4) Shadows over Baker Street, edited by Michael Reaves and John Pelan

This is the first of the Hugo nominees package I gave myself for my birthday; Neil Gaiman’s “A Study in Emerald” has been nominated for Best Short Story and is the lead item in this anthology of authors attempting to meld the worlds of Sherlock Holmes and H.P. Lovecraft.

I’ve always had a liking for Holmes pastiches, and vividly remember as a teenager devouring John Dickson Carr’s The Exploits of Sherlock Holmes, based around adventures mentioned but not fully recounted in the canonical stories, and Robert Lee Hall’s Exit Sherlock Holmes in which both Holmes and Moriarty turn out to be time-travelling clones from the 24th century, but it’s very well done as far as I remember. Also of course there’s the early long-unpublished Bujold story, “The Adventure of the Lady on the Embankment”.

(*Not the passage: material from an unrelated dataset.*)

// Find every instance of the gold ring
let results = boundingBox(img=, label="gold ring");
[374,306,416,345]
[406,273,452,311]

And as for H.P. Lovecraft – indeed, some (all?) of the original stories are pastiche, most overtly the one where his friend and fellow author Clark Ashton Smith turns out to be the Whisperer in Darkness, Klarkash-Ton. And the tradition of Cthulhu pastiche has been alive and well for decades; an earlier Holmes/Elder Gods crossover which I much enjoyed was Roger Zelazny’s A Night in the Lonesome October.

I’m sorry therefore to report that this is a pretty poor showing. Over and over the same themes get rewarmed – unspeakable entities in or from Afghanistan; the truth behind Colonel Moran and/or Irene Adler and/or (once or twice) Moriarty; dark hints, never fully explained, about bees. The editors have done a poor job with details of the setting – Guildford in Surrey has a “d”, folks; Fylingdales in Yorkshire has no “r”; “Inswich” is a poor attempt to combine Innsmouth and Dunwich from Lovecraft with Bram Stoker’s Whitby; the less said about the attempts at Welsh and Dutch the better (though I was amused to read the tale involving the young Princess Wilhelmina at Noordeinde Palace just two weeks after I helped celebrate her great-grandson’s wedding there).

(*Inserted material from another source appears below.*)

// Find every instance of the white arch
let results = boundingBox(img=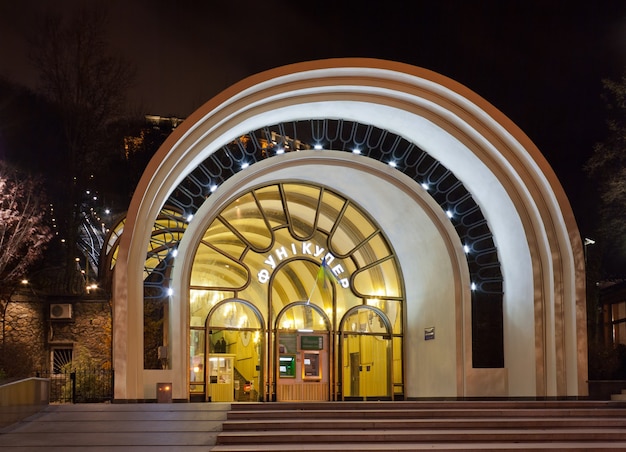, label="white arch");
[114,59,587,399]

The jewel (the emerald?) of the collection is certainly the Gaiman story, which turns everything on its head to combine irony with horror. Three others, by Steve Perry, co-editor Michael Reaves and F. Gwynplaine McIntyre, deserve honorable mentions. But it would be better to leave the rest sleeping in R’lyeh with the Great Old One himself.

One thought on “May Books 4) Shadows over Baker Street

  1. You are right. I wonder if I had been spoiled on the twist, or if I’ve just decided Kay telegraphs all endings and corrupted my memory to fit my prejudice.

    Maybe there’s a case to be made for the feeling of inevitability in the events, as opposed to logically experienced lack of the unexpected.

    (Sorry, I totally lack the machinery for critical analysis of texts so my attempts to explain my enjoyment of anything tends to a lack of much depth. I still find it enjoyable to sometimes think about it.)